Soft credit

Soft credit is a type of credit in which the lender offers very favorable conditions to the borrower.

The favorable conditions enjoyed by the borrower are usually, mainly, of two types:

  1. Low interest rates. Soft loans can generate very low interest rates, lower than market interestrates (that is, the rest of the other credits). This is a favorable condition since the cost to the borrower is lower than in other types of loans.
  2. Broad return terms. The repayment terms for soft loans may be higher than for other credits in the market. In this way, the borrower has more time to return the credit, which translates into an advantage for the borrower.

Soft credits can have the two previous conditions or one of them. They might even have other advantages, although the most common are the previous ones.

Characteristics of soft loans

The main characteristics of soft loans are the following:

  • The most important feature is its  favorable conditions,which are usually related to low interest rates or extended repayment terms.
  • The lender is usually a public financial entity, since soft loans do not have the main purpose of obtaining profitability . For this reason, private financial institutions do not usually offer this type of credit (since their main objective is to obtain benefits), although sometimes public entities encourage private banks to grant soft loans.
  • Usually, the granting of these credits is usually related to an objective, usually of a social nature. That is why it can be said that soft loans are usually covert subsidies.
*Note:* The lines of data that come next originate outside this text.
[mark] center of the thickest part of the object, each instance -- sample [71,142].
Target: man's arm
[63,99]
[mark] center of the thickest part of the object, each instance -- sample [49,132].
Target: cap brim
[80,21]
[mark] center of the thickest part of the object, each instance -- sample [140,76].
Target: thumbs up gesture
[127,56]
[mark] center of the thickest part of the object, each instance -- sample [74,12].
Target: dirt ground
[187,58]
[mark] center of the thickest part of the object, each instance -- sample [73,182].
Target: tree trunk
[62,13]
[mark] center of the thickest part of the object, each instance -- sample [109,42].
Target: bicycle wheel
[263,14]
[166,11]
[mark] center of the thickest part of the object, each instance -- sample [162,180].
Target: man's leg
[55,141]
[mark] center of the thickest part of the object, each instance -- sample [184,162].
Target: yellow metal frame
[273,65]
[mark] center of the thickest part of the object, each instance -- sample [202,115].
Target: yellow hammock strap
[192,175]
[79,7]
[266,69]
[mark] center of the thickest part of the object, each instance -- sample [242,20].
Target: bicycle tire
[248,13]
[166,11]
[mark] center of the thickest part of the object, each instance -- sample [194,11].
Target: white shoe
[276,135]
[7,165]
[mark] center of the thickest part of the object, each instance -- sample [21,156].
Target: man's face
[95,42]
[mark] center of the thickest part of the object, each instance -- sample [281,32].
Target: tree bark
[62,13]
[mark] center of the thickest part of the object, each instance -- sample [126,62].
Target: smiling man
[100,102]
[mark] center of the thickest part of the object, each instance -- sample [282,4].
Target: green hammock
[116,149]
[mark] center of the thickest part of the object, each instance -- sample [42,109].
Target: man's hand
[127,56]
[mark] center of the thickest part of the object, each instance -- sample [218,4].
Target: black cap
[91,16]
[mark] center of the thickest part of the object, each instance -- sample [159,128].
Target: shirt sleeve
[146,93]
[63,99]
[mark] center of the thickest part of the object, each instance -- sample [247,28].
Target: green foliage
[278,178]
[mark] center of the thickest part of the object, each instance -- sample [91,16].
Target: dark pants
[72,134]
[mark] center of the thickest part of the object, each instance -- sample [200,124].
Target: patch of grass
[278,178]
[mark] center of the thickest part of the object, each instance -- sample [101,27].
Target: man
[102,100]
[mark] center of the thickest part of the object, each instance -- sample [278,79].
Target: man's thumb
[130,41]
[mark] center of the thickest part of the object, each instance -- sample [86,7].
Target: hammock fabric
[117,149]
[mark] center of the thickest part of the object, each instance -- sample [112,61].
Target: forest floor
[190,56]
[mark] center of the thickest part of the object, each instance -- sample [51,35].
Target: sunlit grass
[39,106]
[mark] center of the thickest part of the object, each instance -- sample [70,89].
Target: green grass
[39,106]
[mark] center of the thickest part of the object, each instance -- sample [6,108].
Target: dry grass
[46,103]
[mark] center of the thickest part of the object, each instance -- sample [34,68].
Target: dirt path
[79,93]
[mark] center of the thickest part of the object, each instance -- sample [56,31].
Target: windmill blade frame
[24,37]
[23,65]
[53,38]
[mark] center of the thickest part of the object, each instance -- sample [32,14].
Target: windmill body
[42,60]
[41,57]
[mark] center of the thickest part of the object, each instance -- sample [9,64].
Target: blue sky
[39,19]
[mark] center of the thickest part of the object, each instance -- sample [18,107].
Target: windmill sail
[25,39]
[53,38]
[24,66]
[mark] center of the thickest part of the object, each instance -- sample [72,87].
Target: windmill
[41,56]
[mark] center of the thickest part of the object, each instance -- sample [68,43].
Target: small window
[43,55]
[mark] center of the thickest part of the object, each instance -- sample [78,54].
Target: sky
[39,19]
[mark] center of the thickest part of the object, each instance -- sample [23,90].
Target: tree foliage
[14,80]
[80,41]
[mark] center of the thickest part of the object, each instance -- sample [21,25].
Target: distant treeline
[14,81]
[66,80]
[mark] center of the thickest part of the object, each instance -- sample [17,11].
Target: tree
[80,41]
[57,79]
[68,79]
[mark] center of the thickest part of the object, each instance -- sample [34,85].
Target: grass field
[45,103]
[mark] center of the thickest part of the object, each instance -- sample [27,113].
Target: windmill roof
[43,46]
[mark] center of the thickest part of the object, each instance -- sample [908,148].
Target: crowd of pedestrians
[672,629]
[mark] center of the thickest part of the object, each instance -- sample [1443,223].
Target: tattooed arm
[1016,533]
For the rest, soft loans have the same formal characteristics as other credits.

Purpose of soft credits

As we have commented previously, soft loans do not have an economic purpose, that is, their main objective is not to obtain profitability. This is logical, since the main characteristics of these credits are their favorable financing conditions.

Therefore, the main purpose of soft loans usually has a social character, to favor certain social agents. There are many examples of this: soft loans for companies (conditioned on the realization of a series of investments), soft loans for people with certain economic difficulties, etc. Therefore, soft loans usually come from government funds, granted directly by public financial entities or indirectly through private financial entities.